The International Research Fellowship Program enables U.S. scientists and engineers to conduct nine to twenty-four months of research abroad. The program's awards provide opportunities for joint research, and the use of unique or complementary facilities, expertise and experimental conditions abroad.
This award will support a twenty-four-month research fellowship by Dr. Suzanne L. Ziegenhorn to work with Dr. Gaiti Hasan at the National Centre for Biological Sciences in Bangalore, India. Support for this project is provided by the Office of International Science and Engineering's Africa, Near East, and South Asia Program (ANESA).
Calcium deregulation in GABAergic medium spiny striatal neurons (MSNs) has recently been implicated in the specific sensitivity of these cells to polyQ expanded Huntingtin (Htt exp) and may explain why these cells are targeted for degeneration in Huntington's Disease (HD). In mouse MSNs, it has been demonstrated that Httexp, but not Htt, sensitizes the inositol (1,4,5)-triphosphate receptor type 1 (InsP3R1) to InsP3, leading to increased Ca2+ release. If indeed calcium dysfunction contributes to HD progression, a family of new therapies, namely Ca2+ signaling inhibitors, may be of use in treating patients who suffer from this disorder.

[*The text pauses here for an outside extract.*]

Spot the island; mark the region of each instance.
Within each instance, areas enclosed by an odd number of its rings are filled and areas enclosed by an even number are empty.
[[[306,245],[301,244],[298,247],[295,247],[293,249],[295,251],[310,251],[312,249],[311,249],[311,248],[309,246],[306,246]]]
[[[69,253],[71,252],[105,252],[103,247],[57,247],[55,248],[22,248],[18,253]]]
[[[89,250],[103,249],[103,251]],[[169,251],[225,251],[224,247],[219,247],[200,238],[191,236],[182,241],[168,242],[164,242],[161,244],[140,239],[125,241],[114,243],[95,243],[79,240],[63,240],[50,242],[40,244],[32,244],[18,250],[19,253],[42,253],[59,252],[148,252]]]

Drosophila is an excellent organism in which to examine the potential contribution of deranged Ca2+ homeostasis to neurodegenerative disease progression as there is a single InsP3R gene (itpr) in the genome. Due to the functional similarity of Drosophila InsP3R to the mouse receptor and the growing body of evidence that suggests that HD is a disorder characterized by Ca2+ homeostasis deregulation, investigating the role of itpr in regulating degeneration of Drosophila photoreceptor neurons induced by polyQ-expanded human Huntington may reveal insights into the disease state. The InsP3R channel function has been assessed for several viable heteroallelic itpr mutant combinations and the results have led to the grouping of these combinations into three classes, those that release more Ca2+ in response to InsP3, those that release less, and those that appear to respond similarly to wild-type. To assess the effect of various types of InsP3R-mediated Ca2+ dysfunction on neural degeneration, expression of the N-terminal polyQ domain-containing fragment of Htt with polyQ tracts of varying lengths is targeted to the photoreceptor neurons in the viable heteroallelic itpr mutants. The effects on photoreceptor degeneration are determined over a time course to show the progressive nature of Htt exp-induced degeneration. Further, to examine if the degeneration that results from Htt exp can be prevented, reversed, or enhanced by treatment with drugs that affect Ca2+, larvae that are expressing Htt exp are treated with drugs that either inhibit or promote Ca2+ signaling and the effect of these compounds on photoreceptor degeneration are assayed. Additionally, intracellular Ca2+ signals can be altered by genetic means by utilizing existing mutations in other known Ca2+ channels and sensors to determine their effects on tissue degeneration in flies expressing Htt exp. Compounds that reduce the severity or delay the onset of HD symptoms this system may serve as a potential therapy for HD, opening up the possibility that many additional compounds that act by modulating Ca2+ signaling may be of use in the treatment of this disorder.